Panic selling is due to US growth concerns and exodus from tech shares
Global stocks are bleeding on Monday amid the resurgent fears of a US recession. Friday’s weaker-than-expected jobs figures in the US sparked concerns about the health of the world’s largest economy. The data showed that US employers added just 114,000 jobs in July, far fewer than expected. The unemployment rate came in at a nearly three-year high of 4.3%, up from 4.1% last month. Against this backdrop, investors are now building bets on an emergency rate cut by the Fed.
In Asia, Japanese stocks saw their biggest single day sell-off since Black Monday crash of 1987. The Nikkei 225 gave up more than 13%, while the yen gained over 3% versus the US dollar since the start of the day, extending its ascent after adding more than 10% last month. Bucking the trend, the Bank of Japan raised interest rates last week.

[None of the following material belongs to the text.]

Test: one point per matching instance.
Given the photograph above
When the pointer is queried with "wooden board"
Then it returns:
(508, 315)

The decision came four months after the bank raised its key rate above zero for the first time in 17 years.
Following a massive sell-off in Asia, European equities plummeted at the start of the week. The regional Stoxx 600 index lost 2.6% since the beginning of the session, suffering solid losses for the third day in a row. Tech stocks led losses in the region amid the ongoing sell-off in US tech giants.
After a volatile and bloody week for Wall Street, US stock index futures fell early Monday, with the Nasdaq Composite extending losses to settle in correction territory. The tech-heavy index is now down more than 10% from an all-time high seen last month. The S&P 500 is 5.7% below its record high, while the Dow is off by nearly 4%. Adding to the selling pressure in the US market, Warren Buffett’s Berkshire Hathaway said that it had halved its position in Apple in the second quarter.
The US dollar keeps losing ground along with stocks as traders are spooked by a possible emergency rate cut of more than 0.25% amid the ongoing panic across the financial markets. The USD index dipped to five-month lows around 102.40 earlier on Monday, clinging to the lower end of the extended trading range during the European session. Despite oversold conditions and risk aversion, the greenback may see even deeper losses on Fed-related concerns. A failure to hold above 102.00 would pave the way towards fresh 2024 lows.